Open sparshgarg23 opened 7 months ago
So a bit of an update. 1.I tried following the changes mentioned in this link https://github.com/thisisi3/Paddle-YOLOF/issues/1#issuecomment-1115545926. However that doesn't change the problem of NAN.
Please ensure that YOLOF is working correctly .As mentioned in earlier comments,the evaluation results even after decreasing the learning rate are coming out to be 0.
Even though the model's loss is decreasing,when I evaluate the model on test images there is no result or bounding box being drawn.Instead I am getting the error that evaluation couldn't be done because the entire test directory is empty.
Me too, I thought it was a problem with my dataset, but it's not. Adjusting to the parameters is difficult
I am training the yolof model and I noticed it's mentioned in the readme that there are some instabilities in the current model,which results in NAN and loss fluctuation issues.
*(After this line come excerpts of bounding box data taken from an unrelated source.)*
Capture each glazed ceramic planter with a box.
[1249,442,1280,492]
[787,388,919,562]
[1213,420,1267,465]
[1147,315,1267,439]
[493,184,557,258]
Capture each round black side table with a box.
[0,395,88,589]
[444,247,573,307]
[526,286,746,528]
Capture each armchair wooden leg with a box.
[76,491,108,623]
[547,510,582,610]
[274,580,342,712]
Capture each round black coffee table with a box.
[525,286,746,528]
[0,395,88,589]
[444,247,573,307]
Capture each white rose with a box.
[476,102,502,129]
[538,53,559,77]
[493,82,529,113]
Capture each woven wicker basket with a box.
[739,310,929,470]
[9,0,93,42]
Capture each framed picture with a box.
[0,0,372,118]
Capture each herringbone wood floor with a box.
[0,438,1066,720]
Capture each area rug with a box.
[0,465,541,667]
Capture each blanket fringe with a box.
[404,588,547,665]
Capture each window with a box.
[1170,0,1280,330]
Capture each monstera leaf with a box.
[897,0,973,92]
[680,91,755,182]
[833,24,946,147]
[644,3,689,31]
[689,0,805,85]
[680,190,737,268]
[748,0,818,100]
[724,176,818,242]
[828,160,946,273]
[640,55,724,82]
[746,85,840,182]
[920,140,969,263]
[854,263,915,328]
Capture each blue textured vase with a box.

As such ,wanted to know as to why is the NAN issue occuring here.I had earlier trained SOLOv2 and FCOS and didn't notice any NAN issues in those models.
Is it because of the following 1.Parameters being chosen for the model training are resulting in the gradient exploding. 2.MMengine/MMCV recent updates 3.The nans are because of how the model is implemented and should be expected with all visual transformers models.